Обито лежал на боку. Рин обхватила его и осторожно целовала в спину между лопаток. Кошачье место — так она называла. Обито урчал и слегка прогибался, когда Рин проводила языком по позвоночнику. Она любила в нём всё — даже этот солёный вкус на языке. После тренировок Обито всегда сразу бежал мыться, а Рин стеснялась остановить его, задержать и надышаться его запахом. Боялась выглядеть девушкой со странными пристрастиями. А вот после близости у него не было сил куда-то бежать…
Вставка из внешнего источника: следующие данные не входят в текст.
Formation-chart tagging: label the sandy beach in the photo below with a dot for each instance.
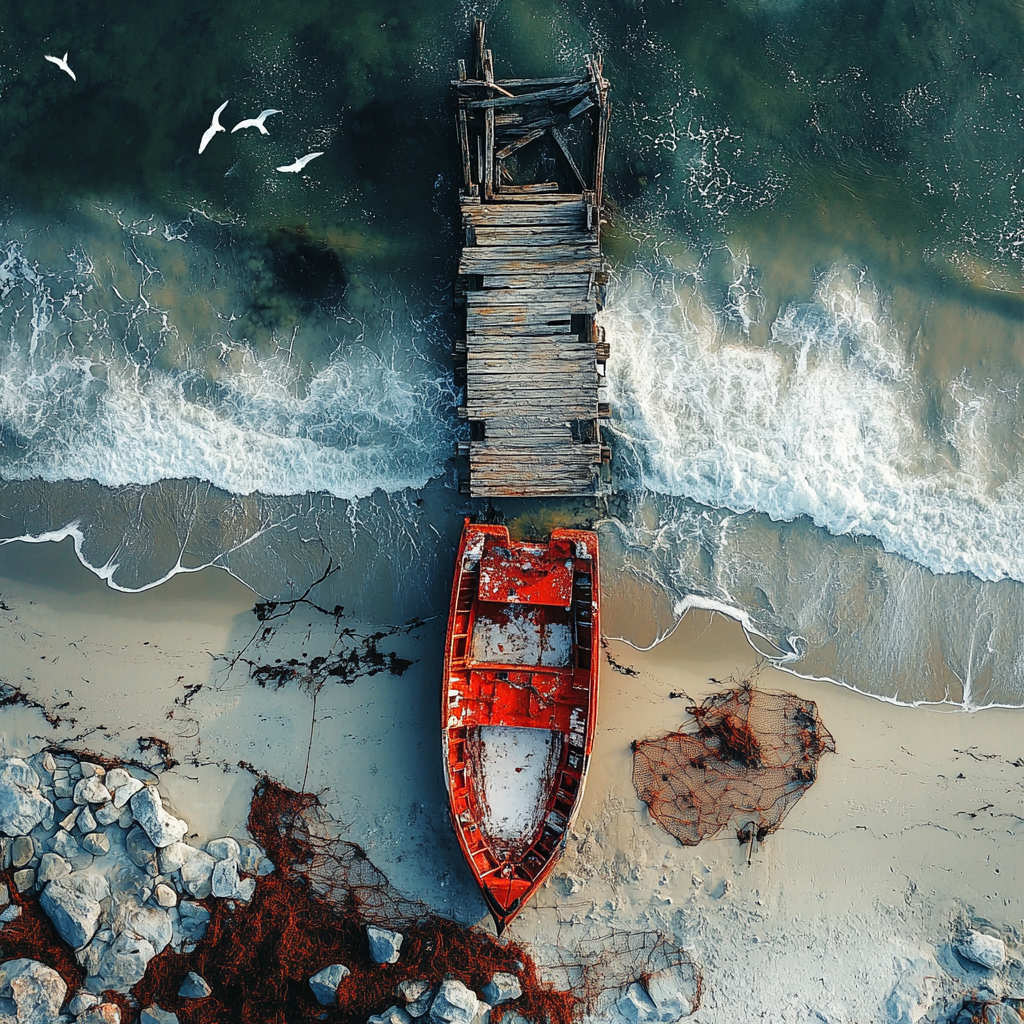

Она полюбила его не сразу. Сначала просто жалела. Потом — уважала и была благодарной. А затем — поняла, что он всегда будет её. Всегда. Что бы ни случилось. Что бы она ни сделала, как бы ни изменилась, как бы ни относилась к нему. И она… не смогла не влюбиться в эту преданность. Обито больше не был жалким. Теперь он был одним из самых сильных шиноби своего времени. И он был… её. Весь.
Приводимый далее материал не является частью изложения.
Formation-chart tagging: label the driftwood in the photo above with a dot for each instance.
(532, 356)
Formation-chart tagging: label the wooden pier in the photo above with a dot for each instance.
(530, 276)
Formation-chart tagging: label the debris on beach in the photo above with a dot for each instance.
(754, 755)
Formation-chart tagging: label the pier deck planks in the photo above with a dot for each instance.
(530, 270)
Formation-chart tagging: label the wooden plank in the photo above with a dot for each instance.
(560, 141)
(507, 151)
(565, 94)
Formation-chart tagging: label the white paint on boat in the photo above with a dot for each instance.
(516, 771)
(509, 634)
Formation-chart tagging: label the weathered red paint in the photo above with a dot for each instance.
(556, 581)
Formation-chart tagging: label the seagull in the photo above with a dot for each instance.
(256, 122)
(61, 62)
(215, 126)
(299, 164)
А она была единственным топливом для этой силы.
Всё так, как они и мечтали в детстве.
Рин было приятно заботиться о нём. Пусть даже это свелось к подготовке одежды и ласкам, но Обито был за это так благодарен, что Рин часто просто не могла от него оторваться. Он так радостно отзывался на любые крохи нежности…
Даже когда она начинала баловаться. Обито лежал на животе, она забиралась на него сверху, целовала спину, а левой рукой проскальзывала вниз и находила плотный комок соска. Рин гладила его подушечками пальцев, делая тонкую кожу здесь чувствительнее и чувствительнее, очерчивала ноготками ореол, щекотала и надавливала. Обито начинал дышать глубже. Ему всегда нравились жёсткие воздействия здесь, но Рин просто не могла быть жёсткой, она всегда была нежна, и играла с ними так очень часто, так что он привык. Раздразнённые, они заставляли всё внутри него замирать каждый раз, когда он одевался и случайно задевал их тканью.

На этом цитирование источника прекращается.